Layne Christensen Company (Nasdaq:LAYN) (the "Company") announced today the completion of its private placement of $110.0 million aggregate principal amount of 4.25% Convertible Senior Notes due 2018 (the "notes"). The notes were offered and sold to qualified institutional buyers pursuant to Rule 144A under the Securities Act of 1933, as amended (the "Securities Act"), by the initial purchaser of the notes. The Company also granted the initial purchaser of the notes a 30-day option to purchase up to an additional $15.0 million aggregate principal amount of notes, solely to cover overallotments. The Company intends to use the net proceeds of this offering to repay the amounts outstanding under its revolving credit facility. To the extent the net proceeds of the offering exceed the amounts outstanding under the Company's revolving credit facility, the Company intends to use the excess for working capital and general corporate purposes.
The notes will mature on November 15, 2018 and will bear interest at a rate of 4.25% per year, payable on May 15 and November 15 of each year, beginning May 15, 2014. The notes will be general senior, unsecured obligations of the Company. On and after November 15, 2016, and prior to the maturity date, the Company may redeem all, but not less than all, of the notes for cash if the last reported sale price per share of the Company's common stock equals or exceeds 130% of the applicable conversion price for a specified time period ending on, and including, the trading day immediately prior to the date the Company delivers notice of the redemption. The redemption price will equal 100% of the principal amount of the notes to be redeemed, plus any accrued and unpaid interest to, but excluding, the redemption date. In addition, upon the occurrence of a fundamental change, holders of the notes will have the right, at their option, to require the Company to repurchase their notes in cash at a price equal to 100% of the principal amount of the notes to be repurchased, plus accrued and unpaid interest to, but excluding, the fundamental change repurchase date.
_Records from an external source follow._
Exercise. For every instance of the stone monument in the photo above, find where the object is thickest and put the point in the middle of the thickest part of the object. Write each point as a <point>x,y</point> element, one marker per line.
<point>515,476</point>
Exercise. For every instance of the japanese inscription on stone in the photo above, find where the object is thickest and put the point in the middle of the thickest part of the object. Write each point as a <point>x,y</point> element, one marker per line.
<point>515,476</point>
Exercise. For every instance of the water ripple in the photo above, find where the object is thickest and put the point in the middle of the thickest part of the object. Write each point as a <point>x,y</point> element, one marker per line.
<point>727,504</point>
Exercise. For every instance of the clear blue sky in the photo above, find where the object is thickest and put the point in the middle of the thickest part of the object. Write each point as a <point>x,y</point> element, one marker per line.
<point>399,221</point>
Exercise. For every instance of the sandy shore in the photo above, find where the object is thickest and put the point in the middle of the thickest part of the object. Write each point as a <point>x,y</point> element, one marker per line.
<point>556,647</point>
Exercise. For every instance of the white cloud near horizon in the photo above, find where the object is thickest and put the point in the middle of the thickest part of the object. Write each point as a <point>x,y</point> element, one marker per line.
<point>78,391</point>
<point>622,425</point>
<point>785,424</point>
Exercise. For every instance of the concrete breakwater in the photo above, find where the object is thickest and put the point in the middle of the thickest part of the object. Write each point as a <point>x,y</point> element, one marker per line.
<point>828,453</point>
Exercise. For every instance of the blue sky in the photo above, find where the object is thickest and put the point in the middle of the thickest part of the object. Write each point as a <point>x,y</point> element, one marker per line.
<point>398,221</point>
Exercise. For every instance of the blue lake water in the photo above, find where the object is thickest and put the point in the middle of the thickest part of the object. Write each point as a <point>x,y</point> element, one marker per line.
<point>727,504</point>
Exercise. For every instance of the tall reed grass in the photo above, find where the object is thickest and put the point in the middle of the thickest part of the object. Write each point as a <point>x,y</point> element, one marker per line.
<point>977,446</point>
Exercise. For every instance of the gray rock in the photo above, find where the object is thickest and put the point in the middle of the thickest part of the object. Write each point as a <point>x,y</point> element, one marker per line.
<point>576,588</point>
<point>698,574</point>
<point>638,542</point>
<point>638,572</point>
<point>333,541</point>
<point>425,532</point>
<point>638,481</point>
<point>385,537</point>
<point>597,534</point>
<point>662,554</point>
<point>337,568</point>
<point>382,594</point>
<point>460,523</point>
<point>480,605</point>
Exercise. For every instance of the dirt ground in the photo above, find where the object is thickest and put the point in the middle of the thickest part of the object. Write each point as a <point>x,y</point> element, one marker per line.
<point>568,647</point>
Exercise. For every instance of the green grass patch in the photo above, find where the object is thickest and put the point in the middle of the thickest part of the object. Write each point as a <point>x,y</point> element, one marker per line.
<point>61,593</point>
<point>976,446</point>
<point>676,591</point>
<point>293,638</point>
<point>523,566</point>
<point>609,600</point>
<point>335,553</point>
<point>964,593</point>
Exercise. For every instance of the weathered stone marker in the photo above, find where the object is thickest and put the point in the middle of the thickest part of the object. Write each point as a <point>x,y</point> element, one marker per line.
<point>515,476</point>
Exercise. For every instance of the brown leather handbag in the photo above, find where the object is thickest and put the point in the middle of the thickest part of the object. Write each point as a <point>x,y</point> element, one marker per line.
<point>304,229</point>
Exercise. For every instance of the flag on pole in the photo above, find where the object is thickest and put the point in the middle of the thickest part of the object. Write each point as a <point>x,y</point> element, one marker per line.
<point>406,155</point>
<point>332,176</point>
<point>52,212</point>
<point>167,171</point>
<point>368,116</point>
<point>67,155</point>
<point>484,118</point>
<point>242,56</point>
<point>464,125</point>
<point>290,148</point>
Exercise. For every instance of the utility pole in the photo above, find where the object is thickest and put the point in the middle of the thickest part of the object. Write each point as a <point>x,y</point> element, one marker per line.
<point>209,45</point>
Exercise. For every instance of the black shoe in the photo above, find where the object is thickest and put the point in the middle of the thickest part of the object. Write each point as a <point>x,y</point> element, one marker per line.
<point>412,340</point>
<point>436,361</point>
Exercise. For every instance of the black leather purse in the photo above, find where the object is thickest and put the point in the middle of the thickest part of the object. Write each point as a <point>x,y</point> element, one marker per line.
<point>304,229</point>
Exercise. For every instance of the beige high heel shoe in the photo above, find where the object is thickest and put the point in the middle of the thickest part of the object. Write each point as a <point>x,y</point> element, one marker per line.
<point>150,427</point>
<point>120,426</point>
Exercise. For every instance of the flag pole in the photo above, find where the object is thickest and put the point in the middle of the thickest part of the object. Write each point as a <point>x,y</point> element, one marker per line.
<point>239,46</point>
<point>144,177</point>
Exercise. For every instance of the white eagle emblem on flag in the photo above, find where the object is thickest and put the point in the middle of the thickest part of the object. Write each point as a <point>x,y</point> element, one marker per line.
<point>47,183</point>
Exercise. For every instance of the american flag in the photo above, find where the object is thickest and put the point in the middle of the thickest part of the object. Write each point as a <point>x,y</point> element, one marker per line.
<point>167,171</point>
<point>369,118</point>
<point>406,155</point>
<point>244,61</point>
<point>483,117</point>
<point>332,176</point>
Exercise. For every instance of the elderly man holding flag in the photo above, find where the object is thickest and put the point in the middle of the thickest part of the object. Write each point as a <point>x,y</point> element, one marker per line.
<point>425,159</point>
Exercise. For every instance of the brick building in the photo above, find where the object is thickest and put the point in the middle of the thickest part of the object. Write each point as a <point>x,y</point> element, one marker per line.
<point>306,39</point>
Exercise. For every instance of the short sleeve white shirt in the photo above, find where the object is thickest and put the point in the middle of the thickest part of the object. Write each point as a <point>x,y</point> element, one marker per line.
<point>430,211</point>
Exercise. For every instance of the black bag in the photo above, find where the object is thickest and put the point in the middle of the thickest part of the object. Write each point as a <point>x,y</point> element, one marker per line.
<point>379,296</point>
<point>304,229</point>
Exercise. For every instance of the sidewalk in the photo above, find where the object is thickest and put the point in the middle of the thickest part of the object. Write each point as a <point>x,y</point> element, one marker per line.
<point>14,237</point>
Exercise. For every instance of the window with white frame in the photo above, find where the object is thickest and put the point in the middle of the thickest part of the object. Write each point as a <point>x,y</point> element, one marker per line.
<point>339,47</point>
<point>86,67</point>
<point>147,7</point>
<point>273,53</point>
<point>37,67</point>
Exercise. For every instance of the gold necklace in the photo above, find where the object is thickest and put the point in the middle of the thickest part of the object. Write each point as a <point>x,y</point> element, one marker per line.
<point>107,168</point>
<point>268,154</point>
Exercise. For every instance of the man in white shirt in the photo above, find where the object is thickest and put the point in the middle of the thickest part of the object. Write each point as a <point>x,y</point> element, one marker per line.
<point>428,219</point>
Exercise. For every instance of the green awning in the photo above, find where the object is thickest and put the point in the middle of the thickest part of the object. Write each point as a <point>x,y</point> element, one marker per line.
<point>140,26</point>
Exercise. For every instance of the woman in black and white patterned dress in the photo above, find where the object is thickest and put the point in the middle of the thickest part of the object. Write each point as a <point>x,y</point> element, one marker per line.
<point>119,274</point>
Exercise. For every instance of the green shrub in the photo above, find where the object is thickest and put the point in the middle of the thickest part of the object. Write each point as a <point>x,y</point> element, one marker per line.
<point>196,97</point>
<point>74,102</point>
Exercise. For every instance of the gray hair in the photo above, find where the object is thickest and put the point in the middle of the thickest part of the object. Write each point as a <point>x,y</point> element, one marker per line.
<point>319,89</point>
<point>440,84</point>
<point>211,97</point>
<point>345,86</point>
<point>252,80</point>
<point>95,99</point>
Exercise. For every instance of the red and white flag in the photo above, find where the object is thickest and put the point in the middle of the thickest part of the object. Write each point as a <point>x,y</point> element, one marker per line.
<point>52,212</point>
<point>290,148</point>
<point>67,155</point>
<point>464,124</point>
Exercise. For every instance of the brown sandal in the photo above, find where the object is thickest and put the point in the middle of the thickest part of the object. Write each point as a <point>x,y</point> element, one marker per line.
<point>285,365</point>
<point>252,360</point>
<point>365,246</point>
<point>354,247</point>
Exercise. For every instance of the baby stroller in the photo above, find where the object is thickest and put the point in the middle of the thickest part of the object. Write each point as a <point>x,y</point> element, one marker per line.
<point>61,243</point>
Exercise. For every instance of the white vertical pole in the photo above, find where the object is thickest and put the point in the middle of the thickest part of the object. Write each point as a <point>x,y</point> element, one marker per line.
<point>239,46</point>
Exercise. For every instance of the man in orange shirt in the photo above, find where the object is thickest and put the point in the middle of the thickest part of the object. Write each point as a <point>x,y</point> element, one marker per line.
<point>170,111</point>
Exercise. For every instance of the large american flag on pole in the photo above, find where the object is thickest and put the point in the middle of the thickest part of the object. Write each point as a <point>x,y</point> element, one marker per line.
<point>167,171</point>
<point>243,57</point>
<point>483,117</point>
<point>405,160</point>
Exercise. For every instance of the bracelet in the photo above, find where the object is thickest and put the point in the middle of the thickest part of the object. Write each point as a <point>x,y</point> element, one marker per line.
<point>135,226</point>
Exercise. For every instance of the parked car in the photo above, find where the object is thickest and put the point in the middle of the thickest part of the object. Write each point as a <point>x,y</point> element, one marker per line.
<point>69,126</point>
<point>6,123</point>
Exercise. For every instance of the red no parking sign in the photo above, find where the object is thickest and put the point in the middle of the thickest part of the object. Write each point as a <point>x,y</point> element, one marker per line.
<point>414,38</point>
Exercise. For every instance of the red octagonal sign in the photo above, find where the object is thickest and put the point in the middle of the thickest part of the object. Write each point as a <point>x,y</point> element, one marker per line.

The notes will be convertible, at the option of the holders, into consideration consisting of, at the Company's election, cash, shares of the Company's common stock or a combination of cash and shares of the Company's common stock (and cash in lieu of fractional shares) until the close of business on the scheduled trading day immediately preceding the maturity date. However, before May 15, 2018, the notes will not be convertible unless certain conditions are satisfied. The initial conversion rate will be 43.6072 shares of the Company's common stock per $1,000 principal amount of notes (equivalent to an initial conversion price of approximately $22.93 per share of the Company's common stock), representing a 30% conversion premium over the last reported sale price per share of the Company's common stock on The NASDAQ Global Select Market on November 5, 2013. The conversion rate will be subject to adjustment upon the occurrence of certain events. In addition, the Company may be obligated to increase the conversion rate for any conversion that occurs in connection with certain corporate events, including the Company's calling the notes for redemption.
The net proceeds to the Company from this private placement are approximately $105.2 million, after deducting initial purchaser's discounts and commissions and estimated offering expenses payable by the Company.
Jefferies is the sole initial purchaser for the offering.
This press release shall not constitute an offer to sell or the solicitation of an offer to buy, nor shall there be any sale of the notes or any common stock issuable upon conversion of the notes, in any state or jurisdiction in which such offer, solicitation or sale would be unlawful. All offers of the notes were made only by means of a private offering memorandum. The notes and any shares of the Company's common stock issuable upon conversion of the notes have not been registered under the Securities Act or applicable state securities laws and may not be offered or sold in the United States or to U.S. persons absent registration or an applicable exemption from the registration requirements of the Securities Act and applicable state securities laws.
About Layne Christensen Company
Layne is a global water management, construction and drilling company, providing responsible solutions to the world of essential natural resources — water, mineral and energy. We offer innovative, sustainable products and services with an enduring commitment to safety, excellence and integrity.
This press release includes forward-looking statements, within the meaning of the Private Securities Litigation Reform Act of 1995, that are subject to risks, uncertainties and other factors. These forward-looking statements include statements regarding the completion, timing, size and terms of the offering, and the Company's planned use of any of the proceeds of that offering. Actual results and the timing of events could differ materially from those anticipated in the forward-looking statements as a result of several factors, including, but not limited to, market and other general economic conditions, the Company's and the initial purchaser's ability to satisfy the conditions required to close the proposed offering and the availability of equity or debt capital needed for the Company's business.The reader is cautioned not to rely on these forward-looking statements. Other risks and uncertainties are described in detail in Layne Christensen Company' Annual Report on Form 10-K for the year ended January 31, 2013, and in Layne Christensen Company' Quarterly Reports on Form 10-Q for the periods ended April 30, 2013 and July 31, 2013, each as filed with the U.S. Securities and Exchange Commission. All forward-looking statements are based on information currently available to Layne Christensen Company and Layne Christensen Company assumes no obligation to update any such forward-looking statements, except as required by law.